We can filter even more elements if we take into consideration the smallest number in the window. For example, if our target is 80 and the smallest number in our window is 20, we can throw away everything bigger than 60 (as there is no chance anything bigger that 60 can contribute to a valid sum). This way, we are minimizing our window before running combinations(2)
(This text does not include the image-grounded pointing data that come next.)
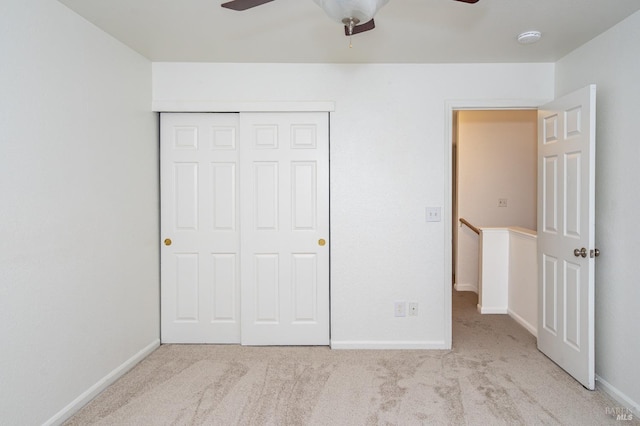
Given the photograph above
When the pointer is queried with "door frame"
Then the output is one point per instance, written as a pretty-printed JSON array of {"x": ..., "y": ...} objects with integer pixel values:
[{"x": 450, "y": 107}]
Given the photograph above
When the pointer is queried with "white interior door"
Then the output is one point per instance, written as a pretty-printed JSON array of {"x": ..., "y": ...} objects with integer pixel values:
[
  {"x": 566, "y": 233},
  {"x": 200, "y": 255},
  {"x": 245, "y": 228},
  {"x": 285, "y": 228}
]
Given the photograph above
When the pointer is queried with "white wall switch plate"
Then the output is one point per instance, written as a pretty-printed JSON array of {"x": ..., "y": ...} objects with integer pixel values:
[{"x": 434, "y": 214}]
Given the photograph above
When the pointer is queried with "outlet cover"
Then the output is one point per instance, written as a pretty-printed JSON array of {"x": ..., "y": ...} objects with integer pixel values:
[{"x": 413, "y": 309}]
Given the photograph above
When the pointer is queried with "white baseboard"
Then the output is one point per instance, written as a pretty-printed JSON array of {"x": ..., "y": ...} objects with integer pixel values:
[
  {"x": 101, "y": 385},
  {"x": 465, "y": 287},
  {"x": 381, "y": 344},
  {"x": 619, "y": 396},
  {"x": 492, "y": 310},
  {"x": 526, "y": 324}
]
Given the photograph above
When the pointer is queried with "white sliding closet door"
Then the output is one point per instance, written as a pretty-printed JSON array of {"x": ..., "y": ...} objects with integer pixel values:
[
  {"x": 200, "y": 256},
  {"x": 245, "y": 228},
  {"x": 285, "y": 228}
]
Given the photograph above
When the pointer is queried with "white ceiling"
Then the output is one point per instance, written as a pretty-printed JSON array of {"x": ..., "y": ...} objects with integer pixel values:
[{"x": 408, "y": 31}]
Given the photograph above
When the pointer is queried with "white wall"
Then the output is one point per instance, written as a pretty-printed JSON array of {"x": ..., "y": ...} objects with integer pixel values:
[
  {"x": 612, "y": 61},
  {"x": 496, "y": 159},
  {"x": 389, "y": 160},
  {"x": 79, "y": 210}
]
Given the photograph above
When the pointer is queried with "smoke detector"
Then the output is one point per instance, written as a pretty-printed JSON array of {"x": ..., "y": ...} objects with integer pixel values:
[{"x": 529, "y": 37}]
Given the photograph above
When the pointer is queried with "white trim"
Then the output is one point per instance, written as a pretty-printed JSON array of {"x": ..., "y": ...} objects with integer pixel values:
[
  {"x": 385, "y": 344},
  {"x": 492, "y": 310},
  {"x": 450, "y": 106},
  {"x": 619, "y": 396},
  {"x": 101, "y": 385},
  {"x": 465, "y": 287},
  {"x": 231, "y": 106},
  {"x": 530, "y": 328}
]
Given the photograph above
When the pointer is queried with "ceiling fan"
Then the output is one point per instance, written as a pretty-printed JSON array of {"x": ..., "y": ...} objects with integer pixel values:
[{"x": 356, "y": 15}]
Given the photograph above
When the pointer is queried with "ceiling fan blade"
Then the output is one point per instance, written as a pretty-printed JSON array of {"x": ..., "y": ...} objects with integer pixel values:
[
  {"x": 243, "y": 4},
  {"x": 360, "y": 28}
]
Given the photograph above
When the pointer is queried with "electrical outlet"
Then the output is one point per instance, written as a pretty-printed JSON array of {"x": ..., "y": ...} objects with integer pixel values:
[
  {"x": 433, "y": 214},
  {"x": 413, "y": 309}
]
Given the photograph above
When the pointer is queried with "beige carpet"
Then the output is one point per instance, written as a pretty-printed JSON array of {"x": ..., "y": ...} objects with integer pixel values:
[{"x": 494, "y": 375}]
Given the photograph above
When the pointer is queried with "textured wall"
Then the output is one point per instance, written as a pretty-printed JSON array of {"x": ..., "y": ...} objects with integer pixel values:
[
  {"x": 389, "y": 161},
  {"x": 79, "y": 210}
]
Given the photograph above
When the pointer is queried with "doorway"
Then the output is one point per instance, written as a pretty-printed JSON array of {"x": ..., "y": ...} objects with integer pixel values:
[{"x": 493, "y": 179}]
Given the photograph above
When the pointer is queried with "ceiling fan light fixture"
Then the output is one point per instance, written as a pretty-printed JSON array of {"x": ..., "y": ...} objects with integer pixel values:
[
  {"x": 529, "y": 37},
  {"x": 357, "y": 11}
]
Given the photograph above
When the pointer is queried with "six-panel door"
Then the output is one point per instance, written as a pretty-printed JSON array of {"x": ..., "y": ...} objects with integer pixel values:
[{"x": 245, "y": 220}]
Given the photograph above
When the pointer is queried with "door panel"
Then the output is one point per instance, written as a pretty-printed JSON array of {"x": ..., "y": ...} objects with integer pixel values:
[
  {"x": 200, "y": 286},
  {"x": 566, "y": 222},
  {"x": 285, "y": 202},
  {"x": 245, "y": 201}
]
Lets see how we can implement this:

fn crumble1(list: &Vec) -> i32 {
    // ... (setup code omitted for brevity)
    for (&num, window) in zip(target_nums, windows) {
        //...
        let smallest = *window.min().unwrap();
        let window_filtered = window.filter(|&&x| x <= (num - smallest));

        for pair in window_filtered.combinations(2) {
            // ...
        }

Using hyperfine again show this version executing in about 83.7 ms This optimization reduced execution time by ~47% compared to our initial implementation, demonstrating the impact of intelligently reducing the search space before performing hot loops.

Optimization Strategy 2: Exploiting Data Patterns

The next improvement comes from analyzing the data patterns in our sequence. During development I had some print logging statements and I noticed a pattern. I found that frequently the largest and smallest numbers in the filtered window summed to the given target number. So, we could replace most cases of the expensive combinations iteration with a simple early return check of min + max of each window.

By checking this special case first, we can avoid the expensive iterations in many cases. Here's the gist of what would be added:

fn crumble2(list: &Vec) -> i32 {
    // ... (setup code omitted for brevity)
    for (&num, window) in zip(target_nums, windows) {
        //...
        let smallest = *window.min().unwrap();
        let window_filtered = window.filter(|&&x| x <= (num - smallest));
        let largest = window_filtered.clone().max().copied().unwrap_or_default();

        if (smallest + largest == num) && (smallest != largest) {
            continue;
        }
        // ... (rest of the function)
    }
    n_crumbled
}

This turned out indeed a huge improvement, benchmarking shows that it executes in about 7 ms. While this is a heuristic based on the specific dataset and not a general algorithm, it demonstrates the importance of understanding the characteristics of our data for effective optimization.

Optimization Strategy 3: Parallelization

For our final optimization, we leverage Rust's excellent concurrency support using the Rayon library:

fn crumble3(list: &Vec) {
    // ... (setup code omitted for brevity)
    let windows = list.par_windows(window_size);
    windows.zip(target_nums).for_each(|(window, &num)| {
        // ... (filter logic similar to crumble2)
    });
}

This implementation utilizes Rayon's parallel iterators to distribute the workload across multiple CPU cores. The par_windows method creates a parallel iterator over the sliding windows, and for_each applies our stability check to each window concurrently.

Performance Analysis

Benchmarks were conducted using a 4-core ThinkPad T460s. The summary below demonstrate the impact of our optimizations:

Naive approach (crumble0): 156.3 ms ± 3.2 ms
Search space reduction (crumble1): 83.7 ms ± 3.0 ms
Data pattern exploitation (crumble2): 7.0 ms ± 0.9 ms
Parallelization (crumble3): 5.4 ms ± 1.4 ms

These results show a remarkable 29x speedup from our initial implementation to the final optimized version.

Conclusion

This case study demonstrates a systematic approach to performance optimizations:

Algorithmic Improvements: By reducing the search space and exploiting data patterns, we achieved significant speedups without sacrificing correctness.
Data-Driven Optimization: Understanding the characteristics of our dataset led to a heuristic that dramatically improved performance.
Concurrency: Leveraging Rust's powerful concurrency features allowed us to fully utilize modern multi-core processors.
Iterative Refinement: Each optimization built upon the previous one, showcasing the importance of incremental improvements.
Empirical Validation: Rigorous benchmarking at each stage ensured that our optimizations were effective.